(Author: Gwynne Schrire, Vol. 71, No. 1, Pesach 2016)
And so we must know these good people who helped Jews during the Holocaust. We must learn from them, and in gratitude and hope, we must remember them. (Elie Wiesel)
On 21 July 2014, some 400 Jews assembled on the Greek island of Rhodos for a week-long programme to commemorate the deportation to Auschwitz of almost their entire centuries-old community seventy years before. They came from all over the world, from Caracas to Cancun, Seattle to Sydney, Hong Kong to Cape Town.1 The Chanukah 2014 issue of Jewish Affairs has articles by Zmira Cohen and Maurice Turiel describing their experiences at the memorial ceremonies.2 Among those who attended were the Kantor family.

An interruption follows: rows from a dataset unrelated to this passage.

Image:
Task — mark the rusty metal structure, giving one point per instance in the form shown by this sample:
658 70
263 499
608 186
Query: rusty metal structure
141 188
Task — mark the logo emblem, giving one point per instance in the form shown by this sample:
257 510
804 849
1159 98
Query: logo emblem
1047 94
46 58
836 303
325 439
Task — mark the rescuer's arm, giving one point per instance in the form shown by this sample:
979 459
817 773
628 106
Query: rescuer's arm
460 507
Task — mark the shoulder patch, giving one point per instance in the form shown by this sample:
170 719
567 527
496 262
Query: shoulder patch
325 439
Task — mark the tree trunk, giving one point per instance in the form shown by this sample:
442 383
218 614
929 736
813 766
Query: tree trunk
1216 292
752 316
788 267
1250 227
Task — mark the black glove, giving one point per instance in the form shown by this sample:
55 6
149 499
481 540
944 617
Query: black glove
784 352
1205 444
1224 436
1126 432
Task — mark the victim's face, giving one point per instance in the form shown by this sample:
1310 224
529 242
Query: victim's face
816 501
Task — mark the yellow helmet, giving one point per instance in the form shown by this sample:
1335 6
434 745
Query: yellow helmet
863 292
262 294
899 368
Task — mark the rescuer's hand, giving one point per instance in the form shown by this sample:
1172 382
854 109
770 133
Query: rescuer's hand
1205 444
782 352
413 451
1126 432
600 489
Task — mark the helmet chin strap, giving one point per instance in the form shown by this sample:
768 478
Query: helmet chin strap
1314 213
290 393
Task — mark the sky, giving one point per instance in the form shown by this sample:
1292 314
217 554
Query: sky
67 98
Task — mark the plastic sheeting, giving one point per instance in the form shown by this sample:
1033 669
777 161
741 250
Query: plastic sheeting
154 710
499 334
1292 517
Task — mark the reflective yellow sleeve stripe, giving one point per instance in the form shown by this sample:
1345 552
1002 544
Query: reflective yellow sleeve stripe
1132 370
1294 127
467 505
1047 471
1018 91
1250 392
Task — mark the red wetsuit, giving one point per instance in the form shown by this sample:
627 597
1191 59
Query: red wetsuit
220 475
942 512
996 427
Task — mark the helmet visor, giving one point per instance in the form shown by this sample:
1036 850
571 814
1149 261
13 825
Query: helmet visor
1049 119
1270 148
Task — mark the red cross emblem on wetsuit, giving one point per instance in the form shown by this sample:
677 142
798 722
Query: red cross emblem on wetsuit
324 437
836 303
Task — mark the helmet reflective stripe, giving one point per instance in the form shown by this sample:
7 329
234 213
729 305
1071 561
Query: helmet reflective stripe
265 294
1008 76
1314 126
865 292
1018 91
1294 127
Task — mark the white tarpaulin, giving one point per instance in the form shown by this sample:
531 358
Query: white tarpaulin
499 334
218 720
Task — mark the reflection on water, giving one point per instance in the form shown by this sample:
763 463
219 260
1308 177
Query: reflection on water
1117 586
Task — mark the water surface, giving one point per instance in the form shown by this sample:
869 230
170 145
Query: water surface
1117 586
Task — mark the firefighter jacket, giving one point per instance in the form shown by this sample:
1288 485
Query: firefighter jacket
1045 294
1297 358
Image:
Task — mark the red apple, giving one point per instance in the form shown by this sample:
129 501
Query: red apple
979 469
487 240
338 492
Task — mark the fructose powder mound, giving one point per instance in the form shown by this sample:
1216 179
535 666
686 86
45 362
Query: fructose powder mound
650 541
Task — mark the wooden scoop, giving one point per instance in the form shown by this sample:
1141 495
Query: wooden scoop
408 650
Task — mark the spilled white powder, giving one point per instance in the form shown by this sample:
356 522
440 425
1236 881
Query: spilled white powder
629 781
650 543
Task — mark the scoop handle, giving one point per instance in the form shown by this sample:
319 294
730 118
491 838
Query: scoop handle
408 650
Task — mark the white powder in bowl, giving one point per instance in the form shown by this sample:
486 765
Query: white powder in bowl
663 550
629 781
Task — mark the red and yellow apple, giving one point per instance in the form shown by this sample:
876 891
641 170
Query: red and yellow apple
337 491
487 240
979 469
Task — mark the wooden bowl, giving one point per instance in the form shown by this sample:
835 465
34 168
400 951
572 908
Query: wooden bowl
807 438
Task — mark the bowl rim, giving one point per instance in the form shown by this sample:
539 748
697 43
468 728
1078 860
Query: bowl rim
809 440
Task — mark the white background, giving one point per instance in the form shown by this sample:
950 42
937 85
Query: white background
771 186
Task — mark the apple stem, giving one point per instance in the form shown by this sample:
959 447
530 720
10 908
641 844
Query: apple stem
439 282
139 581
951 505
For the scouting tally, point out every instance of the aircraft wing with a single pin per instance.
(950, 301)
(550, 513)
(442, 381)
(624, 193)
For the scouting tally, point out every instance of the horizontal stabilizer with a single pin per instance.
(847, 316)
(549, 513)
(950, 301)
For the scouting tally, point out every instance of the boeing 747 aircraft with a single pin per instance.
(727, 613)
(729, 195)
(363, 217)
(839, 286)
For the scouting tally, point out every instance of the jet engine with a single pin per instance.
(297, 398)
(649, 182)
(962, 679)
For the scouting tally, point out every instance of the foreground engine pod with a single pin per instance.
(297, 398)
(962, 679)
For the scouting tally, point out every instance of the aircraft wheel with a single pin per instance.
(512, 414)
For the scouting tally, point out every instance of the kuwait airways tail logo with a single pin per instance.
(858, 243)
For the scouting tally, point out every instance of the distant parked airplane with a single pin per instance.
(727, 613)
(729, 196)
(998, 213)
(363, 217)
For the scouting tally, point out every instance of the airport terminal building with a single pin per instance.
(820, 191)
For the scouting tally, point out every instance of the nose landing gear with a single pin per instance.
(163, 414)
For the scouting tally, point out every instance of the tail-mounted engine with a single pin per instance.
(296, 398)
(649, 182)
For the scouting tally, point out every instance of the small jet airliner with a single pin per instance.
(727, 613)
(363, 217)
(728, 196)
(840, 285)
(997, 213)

Lina Kantor, neé Amato, was born on Rhodes, where her father was the manager of the Bank Solomon Alhadeff et Fils, and her mother was a musician. When the German occupiers detained the Jews prior to their deportation, her parents arranged for their Italian schoolteacher friends, Bianca and Girolamo Sotgiu, to take in eight-year old Lina. She was smuggled into their home one night without the knowledge of their neighbours, to be hidden there for her safety.
Lina remembers arriving at the Sotgiu home, a frightened little girl, and being handed the Sotgius’ toddler to hold in order to distract her from an environment of drama and tension. Bianca sent Lina to the cathedral every day, where their priest familiarised Lina with the service and taught her how to pray in Latin and make the sign of the cross.
Fortunately, Lina’s family escaped deportation and she was soon able to return to them since – unlike the rest of their family – her grandmother had refused to take Italian citizenship and had retained her Turkish nationality. This had saved them when the Turkish consul, Selahattin Ülkümen, took all the Turkish Jews under his protection. In all, 39 Jews from Rhodes and 13 from Kos owed their lives to his intervention.3
Ülkümen had gone to the German commanding officer, General von Kleeman, and demanded the release of the Jews, not only those with Turkish citizenship but their spouses and relatives as well, even though many of the latter were Italian and Greek citizens. He insisted that, according to Turkish law, spouses of Turkish citizens were considered to be citizens themselves.4 No such law existed – he had invented it to save more Jews.5
Ülkümen recalled, “The German commander said that, according to Nazi laws, all Jews are Jews and had to go to concentration camps. I objected. I said that, under Turkish law, there is no difference between whether a citizen was Jewish, Christian or Muslim. I said that I would advise my government if he didn’t release the Jewish Turks, and that it would cause an international incident. Then he agreed.”6
While von Kleeman, reluctantly, released the Jews, and they remained under Ülkümen’s protection so that Lina could return home, he maintained them under stressful conditions of constant harassment, including having to report daily to the Gestapo. All the remaining Jews on the island, some 1700, were deported to Auschwitz, where 90% were murdered.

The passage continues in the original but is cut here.